Curiously, a recent report by Sachdeva et al. [23] took an opposing view from the literature and our recent findings by claiming that BMP4 treatment rather induces quiescence instead of blocking stemness. Similarly, as discussed above, this could be explained by different subtypes reacting differently to this kind of treatment. Moreover, the report by Sachdeva et al. does not necessarily contradict our findings. In their report, they employed a short-term high-dose treatment with BMP4, whereas we analysed cells stably depleted of an upstream regulator of endogenous BMP4. Hence, one plausible hypothesis is that (re-)activating BMP4 signalling first induces a shift towards quiescence/cell cycle arrest, which results in the loss of stemness traits after the continuous activation of BMP4 signalling. Whether this hypothesis remains true and whether the inhibition of BMP4-signaling re-establishes stem-like traits should be answered in future studies. In addition, it cannot be excluded that CHRDL1 also has BMP-independent functions.

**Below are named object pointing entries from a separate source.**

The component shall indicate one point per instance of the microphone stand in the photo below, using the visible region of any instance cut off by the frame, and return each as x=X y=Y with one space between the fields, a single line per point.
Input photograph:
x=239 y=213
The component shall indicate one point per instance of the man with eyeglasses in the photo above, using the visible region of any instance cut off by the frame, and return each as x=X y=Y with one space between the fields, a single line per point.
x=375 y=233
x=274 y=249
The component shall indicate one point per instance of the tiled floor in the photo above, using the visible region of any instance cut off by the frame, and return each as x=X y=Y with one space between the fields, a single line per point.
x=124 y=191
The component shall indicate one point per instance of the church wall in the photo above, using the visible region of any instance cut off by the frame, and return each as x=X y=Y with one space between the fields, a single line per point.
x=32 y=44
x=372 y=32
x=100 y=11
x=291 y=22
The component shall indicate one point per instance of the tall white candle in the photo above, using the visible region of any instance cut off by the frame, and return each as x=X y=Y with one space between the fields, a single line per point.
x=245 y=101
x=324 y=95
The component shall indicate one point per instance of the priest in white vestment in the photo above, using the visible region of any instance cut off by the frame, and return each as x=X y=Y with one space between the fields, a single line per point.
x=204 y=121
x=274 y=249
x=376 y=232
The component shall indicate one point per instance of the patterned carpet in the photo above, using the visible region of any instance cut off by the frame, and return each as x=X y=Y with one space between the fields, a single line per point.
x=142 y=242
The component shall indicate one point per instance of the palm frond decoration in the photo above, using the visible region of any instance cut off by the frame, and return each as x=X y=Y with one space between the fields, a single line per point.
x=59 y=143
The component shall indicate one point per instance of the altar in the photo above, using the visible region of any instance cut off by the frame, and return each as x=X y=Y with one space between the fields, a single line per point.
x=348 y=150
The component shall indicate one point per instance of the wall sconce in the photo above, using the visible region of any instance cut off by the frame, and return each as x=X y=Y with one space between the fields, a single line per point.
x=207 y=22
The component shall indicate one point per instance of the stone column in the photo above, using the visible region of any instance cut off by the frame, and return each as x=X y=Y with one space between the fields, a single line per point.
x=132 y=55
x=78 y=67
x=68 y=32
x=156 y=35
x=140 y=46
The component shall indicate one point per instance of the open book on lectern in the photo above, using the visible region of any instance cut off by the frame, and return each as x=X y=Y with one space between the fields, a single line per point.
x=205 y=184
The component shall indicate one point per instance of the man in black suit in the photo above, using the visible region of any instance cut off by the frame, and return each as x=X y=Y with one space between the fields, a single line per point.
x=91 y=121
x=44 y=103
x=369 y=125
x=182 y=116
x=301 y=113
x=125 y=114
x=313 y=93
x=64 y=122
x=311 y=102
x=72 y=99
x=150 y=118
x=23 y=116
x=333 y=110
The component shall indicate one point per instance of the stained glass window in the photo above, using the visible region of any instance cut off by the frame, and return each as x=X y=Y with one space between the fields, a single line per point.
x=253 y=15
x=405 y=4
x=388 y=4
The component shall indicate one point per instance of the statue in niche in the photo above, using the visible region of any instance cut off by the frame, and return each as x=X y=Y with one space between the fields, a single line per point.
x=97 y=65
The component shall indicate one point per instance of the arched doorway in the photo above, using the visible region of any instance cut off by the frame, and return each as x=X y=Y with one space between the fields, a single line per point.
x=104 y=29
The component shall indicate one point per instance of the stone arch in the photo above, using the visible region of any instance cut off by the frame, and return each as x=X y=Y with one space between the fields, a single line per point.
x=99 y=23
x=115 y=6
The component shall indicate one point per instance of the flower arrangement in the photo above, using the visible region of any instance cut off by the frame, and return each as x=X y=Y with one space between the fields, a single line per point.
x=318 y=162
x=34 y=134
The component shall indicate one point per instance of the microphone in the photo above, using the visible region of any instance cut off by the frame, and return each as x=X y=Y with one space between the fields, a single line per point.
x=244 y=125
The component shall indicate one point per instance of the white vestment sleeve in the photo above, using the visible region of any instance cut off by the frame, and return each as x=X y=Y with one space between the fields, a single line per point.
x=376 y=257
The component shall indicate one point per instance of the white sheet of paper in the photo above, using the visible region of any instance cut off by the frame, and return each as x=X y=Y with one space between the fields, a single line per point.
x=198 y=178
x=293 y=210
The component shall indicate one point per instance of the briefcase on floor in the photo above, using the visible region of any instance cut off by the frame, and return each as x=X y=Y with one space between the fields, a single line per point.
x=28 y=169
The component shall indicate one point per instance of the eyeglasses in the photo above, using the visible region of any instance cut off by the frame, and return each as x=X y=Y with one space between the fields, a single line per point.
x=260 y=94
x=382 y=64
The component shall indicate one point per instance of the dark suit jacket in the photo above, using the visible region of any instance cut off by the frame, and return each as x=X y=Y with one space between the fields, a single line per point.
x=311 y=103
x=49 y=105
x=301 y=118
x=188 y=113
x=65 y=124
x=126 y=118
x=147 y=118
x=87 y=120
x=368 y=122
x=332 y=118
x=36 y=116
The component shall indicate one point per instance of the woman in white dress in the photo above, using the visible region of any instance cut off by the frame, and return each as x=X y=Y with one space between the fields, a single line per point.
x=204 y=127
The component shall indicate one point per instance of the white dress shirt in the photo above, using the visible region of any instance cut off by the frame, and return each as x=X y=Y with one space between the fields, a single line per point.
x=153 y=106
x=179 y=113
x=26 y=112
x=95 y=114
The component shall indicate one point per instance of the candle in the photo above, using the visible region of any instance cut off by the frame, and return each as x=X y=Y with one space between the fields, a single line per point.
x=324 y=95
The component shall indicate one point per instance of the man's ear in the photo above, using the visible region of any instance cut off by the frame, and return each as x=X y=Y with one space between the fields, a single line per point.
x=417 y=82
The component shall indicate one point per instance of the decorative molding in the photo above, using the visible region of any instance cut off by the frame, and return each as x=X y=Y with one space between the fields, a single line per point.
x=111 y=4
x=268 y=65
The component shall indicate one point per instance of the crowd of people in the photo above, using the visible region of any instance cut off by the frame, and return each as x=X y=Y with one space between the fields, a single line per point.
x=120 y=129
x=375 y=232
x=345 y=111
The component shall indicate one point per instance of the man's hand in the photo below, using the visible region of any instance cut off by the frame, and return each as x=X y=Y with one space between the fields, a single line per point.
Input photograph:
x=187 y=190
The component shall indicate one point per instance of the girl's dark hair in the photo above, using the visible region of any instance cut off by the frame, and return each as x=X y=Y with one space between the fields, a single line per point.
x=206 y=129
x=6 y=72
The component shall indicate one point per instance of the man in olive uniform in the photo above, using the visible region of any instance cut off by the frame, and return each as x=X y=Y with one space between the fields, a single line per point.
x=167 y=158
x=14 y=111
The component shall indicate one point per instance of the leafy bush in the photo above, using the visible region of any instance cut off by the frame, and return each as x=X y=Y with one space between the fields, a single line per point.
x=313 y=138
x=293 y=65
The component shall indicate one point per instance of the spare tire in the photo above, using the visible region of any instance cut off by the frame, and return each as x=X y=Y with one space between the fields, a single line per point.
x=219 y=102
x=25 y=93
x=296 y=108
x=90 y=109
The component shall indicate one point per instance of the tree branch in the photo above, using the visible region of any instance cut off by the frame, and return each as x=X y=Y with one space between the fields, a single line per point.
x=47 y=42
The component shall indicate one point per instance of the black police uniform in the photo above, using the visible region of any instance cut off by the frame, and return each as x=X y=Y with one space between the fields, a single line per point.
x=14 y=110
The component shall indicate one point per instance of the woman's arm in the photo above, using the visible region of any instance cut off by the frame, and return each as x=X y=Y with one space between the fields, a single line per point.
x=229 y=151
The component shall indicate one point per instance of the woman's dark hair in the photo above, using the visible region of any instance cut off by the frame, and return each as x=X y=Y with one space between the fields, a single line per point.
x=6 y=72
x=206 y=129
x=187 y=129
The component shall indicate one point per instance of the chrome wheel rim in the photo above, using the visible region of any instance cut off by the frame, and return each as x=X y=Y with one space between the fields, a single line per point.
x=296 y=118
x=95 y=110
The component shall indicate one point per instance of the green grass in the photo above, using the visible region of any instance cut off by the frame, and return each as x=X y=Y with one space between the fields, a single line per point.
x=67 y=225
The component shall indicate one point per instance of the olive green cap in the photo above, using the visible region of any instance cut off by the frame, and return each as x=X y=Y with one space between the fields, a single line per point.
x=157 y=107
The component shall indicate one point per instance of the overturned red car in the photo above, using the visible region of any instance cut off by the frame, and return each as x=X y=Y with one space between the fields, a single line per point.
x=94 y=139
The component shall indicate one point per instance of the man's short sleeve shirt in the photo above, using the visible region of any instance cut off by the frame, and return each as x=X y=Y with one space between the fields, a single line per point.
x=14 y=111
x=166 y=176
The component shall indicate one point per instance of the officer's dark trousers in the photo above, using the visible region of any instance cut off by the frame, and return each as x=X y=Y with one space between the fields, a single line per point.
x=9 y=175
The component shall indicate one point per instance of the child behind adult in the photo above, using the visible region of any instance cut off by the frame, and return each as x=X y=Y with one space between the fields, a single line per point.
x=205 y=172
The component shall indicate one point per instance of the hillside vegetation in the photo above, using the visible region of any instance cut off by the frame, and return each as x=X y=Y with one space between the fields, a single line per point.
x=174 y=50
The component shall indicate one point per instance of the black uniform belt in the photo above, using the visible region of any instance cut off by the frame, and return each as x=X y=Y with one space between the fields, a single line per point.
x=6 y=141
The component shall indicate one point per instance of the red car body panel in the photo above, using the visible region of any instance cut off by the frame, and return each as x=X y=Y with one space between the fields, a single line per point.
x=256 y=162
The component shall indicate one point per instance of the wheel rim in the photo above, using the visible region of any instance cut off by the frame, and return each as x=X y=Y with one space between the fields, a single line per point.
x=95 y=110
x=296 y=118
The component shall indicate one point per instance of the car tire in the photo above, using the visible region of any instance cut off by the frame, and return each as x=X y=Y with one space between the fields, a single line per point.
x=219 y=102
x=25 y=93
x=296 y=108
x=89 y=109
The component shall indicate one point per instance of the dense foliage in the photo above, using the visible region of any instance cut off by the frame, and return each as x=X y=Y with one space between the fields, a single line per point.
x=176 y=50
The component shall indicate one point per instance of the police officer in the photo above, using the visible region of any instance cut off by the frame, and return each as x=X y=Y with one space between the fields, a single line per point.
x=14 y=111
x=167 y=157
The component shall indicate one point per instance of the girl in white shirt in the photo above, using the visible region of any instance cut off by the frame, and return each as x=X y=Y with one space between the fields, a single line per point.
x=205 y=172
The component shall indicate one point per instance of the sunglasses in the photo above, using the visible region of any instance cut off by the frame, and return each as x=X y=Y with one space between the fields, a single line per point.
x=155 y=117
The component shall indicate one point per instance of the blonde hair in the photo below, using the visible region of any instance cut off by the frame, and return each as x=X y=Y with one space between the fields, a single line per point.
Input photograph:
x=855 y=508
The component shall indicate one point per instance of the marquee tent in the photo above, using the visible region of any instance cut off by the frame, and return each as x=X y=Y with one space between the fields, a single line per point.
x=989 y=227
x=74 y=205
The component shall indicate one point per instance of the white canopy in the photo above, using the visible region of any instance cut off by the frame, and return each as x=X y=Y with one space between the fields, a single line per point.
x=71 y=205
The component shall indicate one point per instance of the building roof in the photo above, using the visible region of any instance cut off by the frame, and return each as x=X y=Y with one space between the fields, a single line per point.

Clinically it is interesting to note that CHRDL1 is, according to data from the human protein atlas, associated with worse survival in glioma, as well as in urothelial and renal cancer. One could therefore hypothesize that CHRDL1 has the potential as a prognostic factor and could be considered in routine diagnostics. According to the literature, CHRDL1 is associated with a worse prognosis in oral squamous cell carcinoma [46], where it also regulates metastasis and EMT [47].

Interestingly, astrocytes are also able to secrete CHRDL1 during the physiological process of wound healing after ischemic injury to facilitate the healing process [48]. This leaves the open questions on where CHRDL1 originates in a multicellular tumour and how it affects non-tumour cells. Using more complex model systems, such as an organotypic brain slice culture or even in vivo approaches, these questions could be addressed in future studies, and the possibility of targeting CHRDL1 in a cell-autonomous way, e.g., via targeting antibodies, should be explored.